The two conditions for the convergence of an alternating series are sufficient but not necessary.
1.6 Absolute convergence and conditional convergence of series
(1) Basic concepts
若∑ n = 1 ∞ ∣ un ∣ \sum_{n=1}^\infty |u_n|∑n=1∞∣un∣Convergence , then it is said that∑ n = 1 ∞ un \sum_{n=1}^\infty u_n∑n=1∞unAbsolutely restrained.
若∑ n = 1 ∞ a \sum_{n=1}^\infty u_n∑n=1∞un收敛,However∑ n = 1 ∞ ∣ un ∣ \sum_{n=1}^\infty |u_n|∑n=1∞∣un∣发 dispersion, also known as∑ n = 1 ∞ un \sum_{n=1}^\infty u_n∑n=1∞unConditional convergence.
(2) The relationship between absolute convergence and conditional convergence
若∑ n = 1 ∞ a \sum_{n=1}^\infty u_n∑n=1∞unAbsolute convergence, then ∑ n = 1 ∞ un \sum_{n=1}^\infty u_n∑n=1∞unconvergence, and vice versa.
Some notes and summary:
(1) Use the following formulas to help memorize the judgment of convergence: adding parentheses increases the possibility of series convergence; the faster the general item tends to 0, the greater the possibility of series convergence; adding absolute values increases the possibility of convergence .

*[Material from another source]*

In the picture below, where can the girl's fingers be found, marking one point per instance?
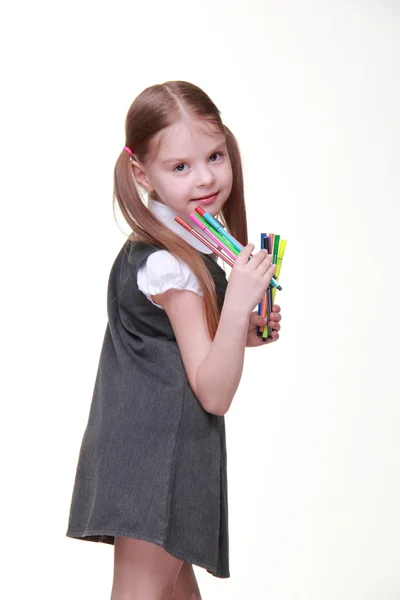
(243, 257)
(276, 317)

(2) The first order of judging the convergence of the constant term series:
Step 1: Check whether the necessary conditions for series convergence are met;
The second step: see if the convergence and divergence can be judged according to the definition;
The third step: determine the specific series type, and use the respective convergence method to judge according to the above.

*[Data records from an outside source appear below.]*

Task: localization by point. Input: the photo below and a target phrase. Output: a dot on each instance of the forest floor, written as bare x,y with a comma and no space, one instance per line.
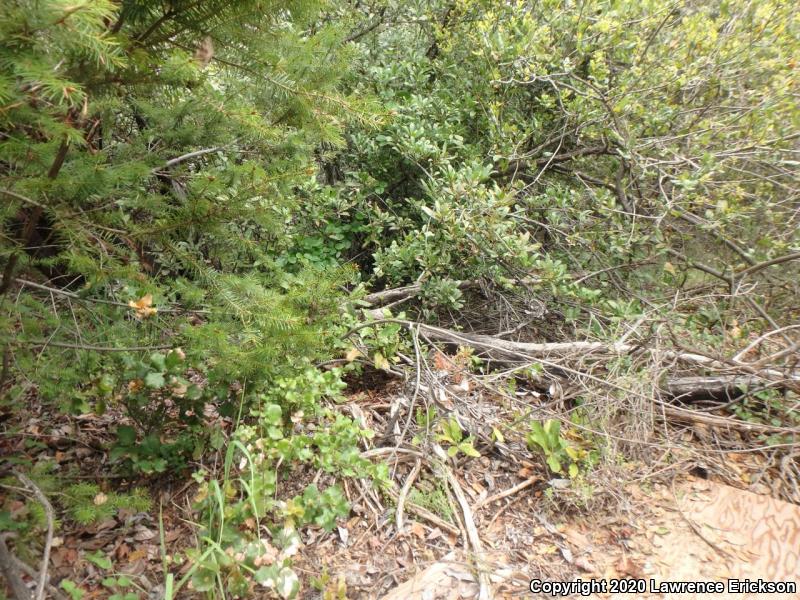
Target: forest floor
672,526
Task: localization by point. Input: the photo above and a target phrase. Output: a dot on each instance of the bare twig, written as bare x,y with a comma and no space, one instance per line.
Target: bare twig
401,499
48,543
10,571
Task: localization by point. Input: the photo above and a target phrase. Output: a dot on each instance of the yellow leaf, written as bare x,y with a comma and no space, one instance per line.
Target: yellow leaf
143,306
353,354
380,361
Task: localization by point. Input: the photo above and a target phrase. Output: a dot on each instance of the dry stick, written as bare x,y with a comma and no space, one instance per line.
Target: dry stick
428,516
529,351
474,540
23,566
48,509
509,492
401,499
9,569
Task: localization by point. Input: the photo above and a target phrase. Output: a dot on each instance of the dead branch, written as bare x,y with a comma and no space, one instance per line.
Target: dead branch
473,538
401,499
9,569
48,509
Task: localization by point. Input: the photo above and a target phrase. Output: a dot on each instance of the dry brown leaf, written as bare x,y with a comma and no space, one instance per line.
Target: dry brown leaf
143,307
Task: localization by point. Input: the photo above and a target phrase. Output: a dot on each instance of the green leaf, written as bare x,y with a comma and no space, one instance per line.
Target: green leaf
272,414
126,435
154,380
468,449
553,463
99,559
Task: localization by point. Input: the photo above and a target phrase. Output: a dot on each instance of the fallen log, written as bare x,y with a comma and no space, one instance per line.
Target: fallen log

(3) The necessary and sufficient condition for the convergence of positive term series is ∑ n = 1 ∞ u 2 n − 1 \sum_{n=1}^\infty u_{2n-1}∑n=1∞u2n − 1 _Sum ∑ n = 1 ∞ u 2 n \sum_{n=1}^\infty u_{2n}∑n=1∞u2 nAll converge.

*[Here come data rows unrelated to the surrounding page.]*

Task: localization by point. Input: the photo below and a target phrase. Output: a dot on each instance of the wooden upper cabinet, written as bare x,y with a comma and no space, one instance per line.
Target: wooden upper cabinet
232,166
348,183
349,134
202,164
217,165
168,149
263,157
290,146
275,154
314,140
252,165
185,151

(4)若∑ n = 1 ∞ a \sum_{n=1}^\infty u_n∑n=1∞un收敛,则∑ n = 1 ∞ ( un + un + 1 ) \sum_{n=1}^\infty (u_n+u_{n+1)}∑n=1∞(un+un+1)Must converge (adding parentheses increases the likelihood of convergence).
(5)若∑ n = 1 ∞ a \sum_{n=1}^\infty u_n∑n=1∞un收敛、∑ n = 1 ∞ un 2 \sum_{n=1}^\infty u_n^2∑n=1∞un2Not necessarily convergent; but if ∑ n = 1 ∞ un \sum_{n=1}^\infty u_n∑n=1∞unConvergent positive term series, ∑ n = 1 ∞ un 2 \sum_{n=1}^\infty u_n^2∑n=1∞un2Must converge.
write at the end
The theoretical part of the constant term series is here, and we will continue to learn the content of the power series later.